The interaction between internal tides and mesoscale eddies is one of the processes which are thought to significantly contribute to energy dissipation and diapycnal mixing in the open ocean. Yet the details of such interactions still remain poorly understood. Observational, theoretical as well as numerical studies in idealized conditions have tried to shed light to these interactions. However, these can only capture aspects of the effects of mesoscale eddies on internal tides that are very localized, confined in time or oversimplified.

To date, no study has examined eddy - internal tide interactions using a comprehensive ocean model that resolves both features in a realistic setting. In this thesis I investigate these interactions in the southeast Atlantic, near the Walvis Ridge, where both features are strongly present, using the ocean-only ICON model with very high horizontal resolution.

The study proceeds in three parts: First, focusing on the modal decomposition of the internal tidal (IT) waves resolved and diagnosed by the model, I highlight the limitations of the standard method based on linear wave theory and present an alternative based on data-driven empirical orthogonal function (EOF) analysis, which is more suitable for our model output since it inherently accounts for the influence of the bathymetry and stratification, but also of the mean currents resolved by our model.

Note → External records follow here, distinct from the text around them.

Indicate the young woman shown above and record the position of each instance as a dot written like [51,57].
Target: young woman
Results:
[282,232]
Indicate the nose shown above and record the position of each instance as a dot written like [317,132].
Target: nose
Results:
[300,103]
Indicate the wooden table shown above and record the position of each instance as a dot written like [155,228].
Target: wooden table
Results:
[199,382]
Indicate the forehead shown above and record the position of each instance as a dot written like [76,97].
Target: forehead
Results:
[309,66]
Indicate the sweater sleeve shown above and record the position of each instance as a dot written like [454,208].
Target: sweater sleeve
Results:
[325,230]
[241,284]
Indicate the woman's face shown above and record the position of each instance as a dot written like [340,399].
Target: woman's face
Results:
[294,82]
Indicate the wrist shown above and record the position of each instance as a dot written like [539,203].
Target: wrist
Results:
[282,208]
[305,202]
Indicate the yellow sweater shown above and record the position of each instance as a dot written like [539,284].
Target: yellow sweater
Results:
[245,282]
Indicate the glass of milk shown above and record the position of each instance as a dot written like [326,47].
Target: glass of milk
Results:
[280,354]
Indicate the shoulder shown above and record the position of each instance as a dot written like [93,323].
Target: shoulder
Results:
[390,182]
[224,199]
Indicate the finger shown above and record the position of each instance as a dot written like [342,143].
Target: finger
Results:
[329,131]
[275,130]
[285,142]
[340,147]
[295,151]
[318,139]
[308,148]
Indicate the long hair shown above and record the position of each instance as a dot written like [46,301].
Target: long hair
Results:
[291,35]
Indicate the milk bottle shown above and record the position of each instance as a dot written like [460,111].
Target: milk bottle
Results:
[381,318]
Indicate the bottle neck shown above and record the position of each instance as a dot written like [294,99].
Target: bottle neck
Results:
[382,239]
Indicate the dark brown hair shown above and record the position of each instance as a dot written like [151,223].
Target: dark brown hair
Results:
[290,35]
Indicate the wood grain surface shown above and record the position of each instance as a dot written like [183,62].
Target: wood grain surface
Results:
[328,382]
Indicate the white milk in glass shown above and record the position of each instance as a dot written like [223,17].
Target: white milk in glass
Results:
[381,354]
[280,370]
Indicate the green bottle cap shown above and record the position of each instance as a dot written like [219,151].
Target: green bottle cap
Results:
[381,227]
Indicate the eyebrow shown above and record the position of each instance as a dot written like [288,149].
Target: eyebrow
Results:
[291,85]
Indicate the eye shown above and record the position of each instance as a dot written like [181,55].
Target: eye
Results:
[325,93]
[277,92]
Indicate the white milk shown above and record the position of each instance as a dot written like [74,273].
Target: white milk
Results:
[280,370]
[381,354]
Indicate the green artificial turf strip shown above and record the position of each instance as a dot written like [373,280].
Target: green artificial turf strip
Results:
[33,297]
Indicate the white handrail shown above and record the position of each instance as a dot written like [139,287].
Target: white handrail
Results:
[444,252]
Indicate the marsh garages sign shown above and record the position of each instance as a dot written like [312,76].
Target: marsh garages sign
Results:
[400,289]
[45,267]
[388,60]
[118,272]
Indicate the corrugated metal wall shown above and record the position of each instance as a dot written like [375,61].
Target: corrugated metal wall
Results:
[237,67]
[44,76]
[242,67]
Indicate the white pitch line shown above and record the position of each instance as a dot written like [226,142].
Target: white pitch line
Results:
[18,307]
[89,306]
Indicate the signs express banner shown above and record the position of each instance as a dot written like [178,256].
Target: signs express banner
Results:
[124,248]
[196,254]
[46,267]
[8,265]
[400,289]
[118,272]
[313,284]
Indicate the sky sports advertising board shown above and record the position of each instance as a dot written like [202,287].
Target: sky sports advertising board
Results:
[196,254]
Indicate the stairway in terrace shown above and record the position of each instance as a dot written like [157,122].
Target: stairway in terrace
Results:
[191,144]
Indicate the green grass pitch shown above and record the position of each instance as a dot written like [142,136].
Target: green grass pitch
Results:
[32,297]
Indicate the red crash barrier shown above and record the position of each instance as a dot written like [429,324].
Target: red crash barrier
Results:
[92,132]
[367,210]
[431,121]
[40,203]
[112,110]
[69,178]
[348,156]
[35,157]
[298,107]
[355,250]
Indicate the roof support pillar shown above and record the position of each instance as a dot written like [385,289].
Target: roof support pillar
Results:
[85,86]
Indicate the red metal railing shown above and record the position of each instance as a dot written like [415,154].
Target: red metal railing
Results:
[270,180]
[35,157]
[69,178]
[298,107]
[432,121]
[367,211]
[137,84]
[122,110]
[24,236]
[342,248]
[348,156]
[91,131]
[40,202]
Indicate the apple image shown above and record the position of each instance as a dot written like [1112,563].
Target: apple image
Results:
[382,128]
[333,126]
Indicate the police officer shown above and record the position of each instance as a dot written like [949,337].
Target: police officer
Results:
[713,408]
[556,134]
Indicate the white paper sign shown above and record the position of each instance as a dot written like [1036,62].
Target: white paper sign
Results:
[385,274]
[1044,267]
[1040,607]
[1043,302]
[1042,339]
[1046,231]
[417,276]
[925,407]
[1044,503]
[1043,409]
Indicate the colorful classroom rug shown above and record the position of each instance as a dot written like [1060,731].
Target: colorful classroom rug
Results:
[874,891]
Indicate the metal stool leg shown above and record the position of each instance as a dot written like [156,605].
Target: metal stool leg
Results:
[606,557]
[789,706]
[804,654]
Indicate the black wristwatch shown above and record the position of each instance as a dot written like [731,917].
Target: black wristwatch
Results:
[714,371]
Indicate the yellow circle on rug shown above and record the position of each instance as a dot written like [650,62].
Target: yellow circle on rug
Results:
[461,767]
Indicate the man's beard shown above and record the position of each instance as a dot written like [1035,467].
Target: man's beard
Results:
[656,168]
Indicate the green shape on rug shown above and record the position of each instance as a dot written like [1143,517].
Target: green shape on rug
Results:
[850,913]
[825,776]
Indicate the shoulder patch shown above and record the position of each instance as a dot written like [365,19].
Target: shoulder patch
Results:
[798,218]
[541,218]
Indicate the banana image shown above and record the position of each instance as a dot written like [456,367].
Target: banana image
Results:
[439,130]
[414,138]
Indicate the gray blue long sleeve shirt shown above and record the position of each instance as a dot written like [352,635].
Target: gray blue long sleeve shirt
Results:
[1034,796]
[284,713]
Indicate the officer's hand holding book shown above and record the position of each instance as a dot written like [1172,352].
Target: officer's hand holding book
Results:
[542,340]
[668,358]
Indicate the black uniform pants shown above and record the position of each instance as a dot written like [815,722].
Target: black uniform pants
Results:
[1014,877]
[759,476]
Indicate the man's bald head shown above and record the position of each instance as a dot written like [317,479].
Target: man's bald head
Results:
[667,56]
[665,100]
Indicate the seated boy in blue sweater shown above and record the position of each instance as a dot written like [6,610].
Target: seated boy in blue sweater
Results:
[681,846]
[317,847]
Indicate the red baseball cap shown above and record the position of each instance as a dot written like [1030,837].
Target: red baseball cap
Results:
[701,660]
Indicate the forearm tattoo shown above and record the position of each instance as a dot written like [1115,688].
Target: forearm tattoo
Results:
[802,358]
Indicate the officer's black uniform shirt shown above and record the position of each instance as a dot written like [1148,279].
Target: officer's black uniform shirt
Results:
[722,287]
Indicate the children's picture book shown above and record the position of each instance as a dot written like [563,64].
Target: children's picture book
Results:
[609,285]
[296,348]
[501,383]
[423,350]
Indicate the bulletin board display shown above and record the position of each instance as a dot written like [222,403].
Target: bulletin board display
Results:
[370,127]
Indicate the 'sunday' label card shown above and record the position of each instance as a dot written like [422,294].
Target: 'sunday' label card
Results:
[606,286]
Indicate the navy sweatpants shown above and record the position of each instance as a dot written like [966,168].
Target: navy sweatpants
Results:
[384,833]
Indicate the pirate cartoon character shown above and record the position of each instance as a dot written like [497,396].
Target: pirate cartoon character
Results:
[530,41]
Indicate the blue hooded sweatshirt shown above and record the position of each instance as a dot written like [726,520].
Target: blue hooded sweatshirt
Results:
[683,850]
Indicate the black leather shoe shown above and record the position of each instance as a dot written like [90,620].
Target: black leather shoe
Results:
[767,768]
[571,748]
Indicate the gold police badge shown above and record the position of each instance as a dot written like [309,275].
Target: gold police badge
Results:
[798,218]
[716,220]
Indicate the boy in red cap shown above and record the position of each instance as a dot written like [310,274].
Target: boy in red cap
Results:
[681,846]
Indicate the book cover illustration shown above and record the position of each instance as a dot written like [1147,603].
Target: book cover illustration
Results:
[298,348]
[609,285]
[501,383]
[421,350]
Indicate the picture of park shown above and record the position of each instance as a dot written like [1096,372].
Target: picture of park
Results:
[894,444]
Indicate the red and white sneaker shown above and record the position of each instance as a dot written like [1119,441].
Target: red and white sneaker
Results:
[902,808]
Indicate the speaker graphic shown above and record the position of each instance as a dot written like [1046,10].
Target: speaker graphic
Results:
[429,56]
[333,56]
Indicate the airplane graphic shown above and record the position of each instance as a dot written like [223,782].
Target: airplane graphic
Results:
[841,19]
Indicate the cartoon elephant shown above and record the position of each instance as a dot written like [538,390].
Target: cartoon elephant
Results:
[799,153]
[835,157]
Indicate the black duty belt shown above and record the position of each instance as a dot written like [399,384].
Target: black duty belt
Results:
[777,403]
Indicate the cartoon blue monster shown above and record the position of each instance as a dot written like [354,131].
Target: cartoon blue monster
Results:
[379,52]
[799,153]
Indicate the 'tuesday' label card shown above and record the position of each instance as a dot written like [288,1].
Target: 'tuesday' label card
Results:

Second, focussing on the effects of Agulhas rings on the low and high modes of the internal tide, I use both decomposition methods to quantify the eddy effects during two seasons. An Agulhas ring that crosses a beam of M2 mode-1 IT is causing horizontal refraction, seen as a southward shift of the beam, without significantly altering the vertical component. This indicates that the Agulhas ring does not scatter the mode-1 IT into higher modes. Instead, higher IT modes are found to be trapped within the Agulhas rings before the interaction with mode-1 beams, implying that they do not necessarily arise from this interaction.

Third, focussing on the energetics of the internal tide - eddy interactions we aim to answer whether and to what extent the overall energetics in the study area are altered due to the presence of eddies and whether or not the energy flux of the low-mode IT is more strongly damped in the presence of eddies.

Together, my results offer new insights into IT-eddy interactions and their energetics in a realistic setting and introduce a framework for analyzing internal tides beyond linear wave assumptions, which is essential as computational power and model resolution continue to advance, making the resulting data increasingly complex.